## Python Mini-Project: Data Clean-Up, Pt. 1

Pay close attention to the prompts to help guide you through this task.

In [1]:
# Dependencies
import pandas as pd
import os

In [2]:
# load CSV
filePath = os.path.join('Resources','2016-FCC-New-Coders-Survey-Data.csv')

In [3]:
# Read with pandas
fcc_df = pd.read_csv(filePath, low_memory=False)
fcc_df.head(3)

Unnamed: 0,Age,AttendedBootcamp,BootcampFinish,BootcampFullJobAfter,BootcampLoanYesNo,BootcampMonthsAgo,BootcampName,BootcampPostSalary,BootcampRecommend,ChildrenNumber,...,ResourceSoloLearn,ResourceStackOverflow,ResourceTreehouse,ResourceUdacity,ResourceUdemy,ResourceW3Schools,ResourceYouTube,SchoolDegree,SchoolMajor,StudentDebtOwe
0,28.0,0.0,,,,,,,,,...,,,,,,,,"some college credit, no degree",,20000.0
1,22.0,0.0,,,,,,,,,...,,,,,1.0,,,"some college credit, no degree",,
2,19.0,0.0,,,,,,,,,...,,,,,,,,high school diploma or equivalent (GED),,


In [4]:
# Inspect all columns
len(fcc_df.columns)

113

In [5]:
# Extract only columns 0, 1, 2, 3, 4, 7, 8, 9, 10,11, 29, 30, 32, 36, 37, 45, 48, 56, 110, 111
# Use iloc to accomplish this (remember that you need to take the position of the rows and columns into account)
lim_fcc_df = fcc_df.iloc[:, [0, 1, 2, 3, 4, 7, 8, 9, 10,11, 29, 30, 32, 36, 37, 45, 48, 56, 110, 111]]
print(len(lim_fcc_df.columns))
lim_fcc_df.columns

20


Index(['Age', 'AttendedBootcamp', 'BootcampFinish', 'BootcampFullJobAfter',
       'BootcampLoanYesNo', 'BootcampPostSalary', 'BootcampRecommend',
       'ChildrenNumber', 'CityPopulation', 'CodeEventBootcamp', 'CountryLive',
       'EmploymentField', 'EmploymentStatus', 'Gender', 'HasChildren',
       'HoursLearning', 'Income', 'JobRoleInterest', 'SchoolDegree',
       'SchoolMajor'],
      dtype='object')

In [6]:
# Change "0" to "No" and "1" to "Yes" in response columns
#fixed_fcc_df.replace(to_replace='AttendedBootcamp', value={0.0 :"No", 1.:"Yes"}, inplace=True)
#fixed_fcc_df = lim_fcc_df.replace(to_replace='AttendedBootcamp', value={0.0 :"No", 1.0:"Yes"}, inplace=True, method="None")
fixed_fcc_df = lim_fcc_df.replace({0.0 :"No", 1.0:"Yes"})

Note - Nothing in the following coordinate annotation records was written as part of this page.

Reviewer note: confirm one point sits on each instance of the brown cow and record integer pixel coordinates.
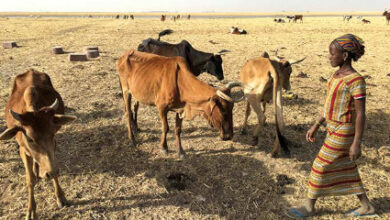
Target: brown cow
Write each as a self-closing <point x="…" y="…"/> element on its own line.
<point x="167" y="83"/>
<point x="263" y="80"/>
<point x="298" y="17"/>
<point x="34" y="113"/>
<point x="387" y="15"/>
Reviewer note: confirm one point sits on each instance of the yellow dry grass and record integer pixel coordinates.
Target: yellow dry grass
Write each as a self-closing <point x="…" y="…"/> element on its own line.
<point x="106" y="179"/>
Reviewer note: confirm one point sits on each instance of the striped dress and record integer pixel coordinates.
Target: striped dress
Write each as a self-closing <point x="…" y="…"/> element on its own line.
<point x="333" y="173"/>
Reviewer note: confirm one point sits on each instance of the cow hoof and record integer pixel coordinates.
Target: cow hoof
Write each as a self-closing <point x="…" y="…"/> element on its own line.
<point x="31" y="216"/>
<point x="164" y="151"/>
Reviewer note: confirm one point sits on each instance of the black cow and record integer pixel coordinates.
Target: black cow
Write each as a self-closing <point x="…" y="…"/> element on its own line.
<point x="198" y="61"/>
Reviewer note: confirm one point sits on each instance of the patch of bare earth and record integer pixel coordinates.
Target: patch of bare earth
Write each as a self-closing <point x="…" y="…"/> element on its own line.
<point x="106" y="179"/>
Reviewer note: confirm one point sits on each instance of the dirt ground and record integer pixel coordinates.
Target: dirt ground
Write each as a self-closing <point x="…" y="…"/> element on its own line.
<point x="104" y="178"/>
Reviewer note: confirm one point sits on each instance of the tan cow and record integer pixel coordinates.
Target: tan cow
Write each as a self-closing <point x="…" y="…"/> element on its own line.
<point x="167" y="83"/>
<point x="34" y="113"/>
<point x="263" y="79"/>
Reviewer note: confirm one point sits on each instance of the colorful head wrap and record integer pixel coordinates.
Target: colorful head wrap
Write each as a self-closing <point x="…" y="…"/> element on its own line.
<point x="352" y="44"/>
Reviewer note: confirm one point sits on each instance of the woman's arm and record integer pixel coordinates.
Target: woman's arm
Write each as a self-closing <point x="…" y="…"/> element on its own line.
<point x="360" y="107"/>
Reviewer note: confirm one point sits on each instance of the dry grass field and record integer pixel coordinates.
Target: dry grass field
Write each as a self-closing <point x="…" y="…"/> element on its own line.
<point x="104" y="178"/>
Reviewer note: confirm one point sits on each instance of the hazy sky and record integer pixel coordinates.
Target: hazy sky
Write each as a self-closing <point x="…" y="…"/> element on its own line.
<point x="192" y="5"/>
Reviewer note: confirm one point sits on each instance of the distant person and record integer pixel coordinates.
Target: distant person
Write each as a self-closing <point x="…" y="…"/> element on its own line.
<point x="334" y="171"/>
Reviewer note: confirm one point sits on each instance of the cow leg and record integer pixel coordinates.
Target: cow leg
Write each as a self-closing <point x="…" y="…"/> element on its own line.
<point x="247" y="113"/>
<point x="31" y="181"/>
<point x="164" y="128"/>
<point x="60" y="196"/>
<point x="136" y="106"/>
<point x="179" y="122"/>
<point x="263" y="104"/>
<point x="276" y="147"/>
<point x="36" y="170"/>
<point x="257" y="107"/>
<point x="129" y="117"/>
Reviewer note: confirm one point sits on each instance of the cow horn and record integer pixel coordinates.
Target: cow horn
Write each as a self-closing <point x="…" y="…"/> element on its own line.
<point x="15" y="115"/>
<point x="277" y="58"/>
<point x="233" y="84"/>
<point x="296" y="61"/>
<point x="55" y="105"/>
<point x="224" y="96"/>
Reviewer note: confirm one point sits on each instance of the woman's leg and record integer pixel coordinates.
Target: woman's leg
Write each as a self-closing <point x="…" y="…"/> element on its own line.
<point x="365" y="208"/>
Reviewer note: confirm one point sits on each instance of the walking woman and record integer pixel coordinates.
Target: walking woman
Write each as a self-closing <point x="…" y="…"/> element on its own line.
<point x="334" y="171"/>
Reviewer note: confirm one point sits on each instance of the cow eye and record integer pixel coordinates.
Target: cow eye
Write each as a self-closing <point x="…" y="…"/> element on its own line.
<point x="29" y="139"/>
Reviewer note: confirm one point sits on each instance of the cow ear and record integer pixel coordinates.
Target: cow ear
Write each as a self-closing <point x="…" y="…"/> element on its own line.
<point x="286" y="64"/>
<point x="10" y="133"/>
<point x="63" y="119"/>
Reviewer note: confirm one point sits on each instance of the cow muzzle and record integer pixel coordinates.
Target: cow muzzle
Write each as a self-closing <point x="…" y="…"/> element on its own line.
<point x="49" y="174"/>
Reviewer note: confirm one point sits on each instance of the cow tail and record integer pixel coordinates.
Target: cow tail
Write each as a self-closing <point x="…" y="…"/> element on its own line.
<point x="277" y="101"/>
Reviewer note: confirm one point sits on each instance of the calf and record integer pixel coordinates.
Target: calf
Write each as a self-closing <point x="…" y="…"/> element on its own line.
<point x="263" y="79"/>
<point x="167" y="83"/>
<point x="34" y="113"/>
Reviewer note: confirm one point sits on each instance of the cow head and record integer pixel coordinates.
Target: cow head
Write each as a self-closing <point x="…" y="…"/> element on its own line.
<point x="37" y="130"/>
<point x="213" y="66"/>
<point x="283" y="67"/>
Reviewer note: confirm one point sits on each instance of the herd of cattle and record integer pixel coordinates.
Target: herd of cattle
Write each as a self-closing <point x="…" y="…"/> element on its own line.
<point x="293" y="18"/>
<point x="158" y="74"/>
<point x="386" y="13"/>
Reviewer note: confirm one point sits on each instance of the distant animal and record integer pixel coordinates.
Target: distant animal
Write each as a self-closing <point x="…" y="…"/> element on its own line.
<point x="290" y="18"/>
<point x="34" y="113"/>
<point x="387" y="15"/>
<point x="347" y="17"/>
<point x="197" y="61"/>
<point x="168" y="84"/>
<point x="279" y="20"/>
<point x="236" y="30"/>
<point x="263" y="79"/>
<point x="298" y="17"/>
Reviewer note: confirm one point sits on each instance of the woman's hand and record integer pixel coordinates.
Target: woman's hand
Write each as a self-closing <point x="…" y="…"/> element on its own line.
<point x="354" y="152"/>
<point x="311" y="133"/>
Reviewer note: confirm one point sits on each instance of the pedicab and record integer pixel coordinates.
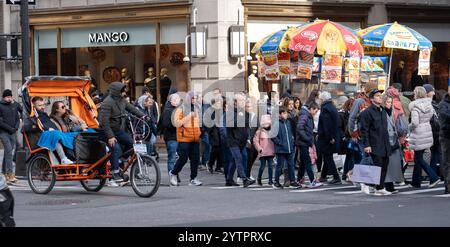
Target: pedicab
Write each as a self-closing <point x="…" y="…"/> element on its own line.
<point x="91" y="166"/>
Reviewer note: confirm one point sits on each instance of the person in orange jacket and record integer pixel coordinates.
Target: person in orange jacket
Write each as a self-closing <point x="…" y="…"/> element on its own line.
<point x="187" y="121"/>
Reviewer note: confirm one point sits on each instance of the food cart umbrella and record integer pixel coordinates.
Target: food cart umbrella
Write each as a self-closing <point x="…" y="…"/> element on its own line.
<point x="277" y="41"/>
<point x="328" y="38"/>
<point x="394" y="35"/>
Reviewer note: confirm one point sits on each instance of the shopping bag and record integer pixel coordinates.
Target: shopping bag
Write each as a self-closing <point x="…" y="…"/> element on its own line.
<point x="366" y="172"/>
<point x="408" y="155"/>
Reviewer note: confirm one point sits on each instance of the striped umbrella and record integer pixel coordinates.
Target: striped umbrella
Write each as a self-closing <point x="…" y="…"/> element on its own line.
<point x="328" y="38"/>
<point x="277" y="41"/>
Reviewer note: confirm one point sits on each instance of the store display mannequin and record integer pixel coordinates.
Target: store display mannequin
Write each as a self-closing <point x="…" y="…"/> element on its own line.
<point x="166" y="84"/>
<point x="127" y="80"/>
<point x="150" y="81"/>
<point x="253" y="84"/>
<point x="94" y="86"/>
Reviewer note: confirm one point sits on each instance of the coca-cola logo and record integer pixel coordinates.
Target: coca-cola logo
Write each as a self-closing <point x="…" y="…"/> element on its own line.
<point x="311" y="35"/>
<point x="349" y="39"/>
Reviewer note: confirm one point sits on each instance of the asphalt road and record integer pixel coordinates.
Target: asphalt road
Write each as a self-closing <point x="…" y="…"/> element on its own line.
<point x="213" y="204"/>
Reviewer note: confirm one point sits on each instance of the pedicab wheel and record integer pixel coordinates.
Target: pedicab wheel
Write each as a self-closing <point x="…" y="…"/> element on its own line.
<point x="93" y="185"/>
<point x="41" y="176"/>
<point x="145" y="179"/>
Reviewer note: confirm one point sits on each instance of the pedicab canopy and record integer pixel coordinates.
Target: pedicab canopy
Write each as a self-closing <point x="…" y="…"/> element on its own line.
<point x="74" y="87"/>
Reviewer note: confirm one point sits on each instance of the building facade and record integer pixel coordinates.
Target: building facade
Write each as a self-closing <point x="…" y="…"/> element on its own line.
<point x="106" y="36"/>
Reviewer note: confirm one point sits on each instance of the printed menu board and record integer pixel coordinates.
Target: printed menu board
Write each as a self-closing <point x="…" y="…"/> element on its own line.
<point x="424" y="62"/>
<point x="331" y="69"/>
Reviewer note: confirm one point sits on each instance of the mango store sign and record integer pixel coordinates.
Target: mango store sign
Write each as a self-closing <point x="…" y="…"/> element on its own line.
<point x="113" y="37"/>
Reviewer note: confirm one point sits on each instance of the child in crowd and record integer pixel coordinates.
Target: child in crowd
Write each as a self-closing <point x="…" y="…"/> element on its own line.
<point x="265" y="147"/>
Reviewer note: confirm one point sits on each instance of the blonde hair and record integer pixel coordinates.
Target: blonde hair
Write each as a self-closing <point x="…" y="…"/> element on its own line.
<point x="420" y="92"/>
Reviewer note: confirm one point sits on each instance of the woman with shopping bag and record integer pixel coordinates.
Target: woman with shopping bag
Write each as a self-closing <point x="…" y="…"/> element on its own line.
<point x="394" y="172"/>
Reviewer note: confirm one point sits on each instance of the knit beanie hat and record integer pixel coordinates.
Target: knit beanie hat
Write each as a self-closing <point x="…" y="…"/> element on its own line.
<point x="7" y="93"/>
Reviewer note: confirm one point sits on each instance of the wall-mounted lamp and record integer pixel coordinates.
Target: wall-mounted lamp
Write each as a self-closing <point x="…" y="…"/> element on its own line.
<point x="237" y="41"/>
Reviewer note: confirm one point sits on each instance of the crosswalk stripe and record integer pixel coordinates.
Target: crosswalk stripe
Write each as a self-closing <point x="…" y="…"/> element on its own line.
<point x="445" y="195"/>
<point x="420" y="191"/>
<point x="323" y="189"/>
<point x="262" y="189"/>
<point x="359" y="191"/>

#fixed_fcc_df = lim_fcc_df['AttendedBootcamp'].replace({0.0 :"No", 1.:"Yes"})
# Hint use the df.replace function
#fixed_fcc_df.head(3)

In [7]:
# Calculate total number of respondents in survey
# consider using the len() function
total_students = len(fixed_fcc_df)
#summary_df

In [8]:
# Extract rows corresponding only to people who attended a bootcamp
# Filter using df.loc on the AttendedBootcamp column
bc_only_df = fixed_fcc_df.loc[fixed_fcc_df['AttendedBootcamp'] == "Yes"]
#bc_only_df.head(3)

In [9]:
# Calculate average age of attendees
# Pull out the `Age` series and take the average of it
avg_age = round(bc_only_df['Age'].mean())

In [10]:
# Calculate how many people attended a bootcamp
# Count the values of the AttendedBootcamp column
total_at_bc = len(bc_only_df)
total_at_bc

953

In [11]:
# Calculate how many attendees hold degrees
# It is easier to do this with `value_counts() count values for the SchoolDegree column
#print(bc_only_df['SchoolDegree'].unique())
bc_only_df['SchoolDegree'].value_counts()

bachelor's degree                           462
some college credit, no degree              116
master's degree (non-professional)           96
professional degree (MBA, MD, JD, etc.)      39
high school diploma or equivalent (GED)      38
associate's degree                           32
trade, technical, or vocational training     24
some high school                             10
Ph.D.                                         8
no high school (secondary school)             7
Name: SchoolDegree, dtype: int64

In [12]:
count_boots = bc_only_df.replace({
    'Ph.D.' : "Yes","bachelor's degree" : "Yes",
     'professional degree (MBA, MD, JD, etc.)' : "Yes",
     "master's degree (non-professional)" : "Yes","associate's degree" : "Yes"
    })

clean_degree_df = fixed_fcc_df.replace({
    'Ph.D.' : "Yes","bachelor's degree" : "Yes",
     'professional degree (MBA, MD, JD, etc.)' : "Yes",
     "master's degree (non-professional)" : "Yes","associate's degree" : "Yes"
    })

In [13]:
# Count the number of records where the person is a degree holder
# There are several ways to approach this. You can look for people who have degrees
# or for people who don't have degrees depending on the value of the SchoolDegree column
print(f"{len(count_boots.loc[count_boots['SchoolDegree'] == 'Yes'])} of {len(count_boots)} bootcamp students hold higher education degrees.")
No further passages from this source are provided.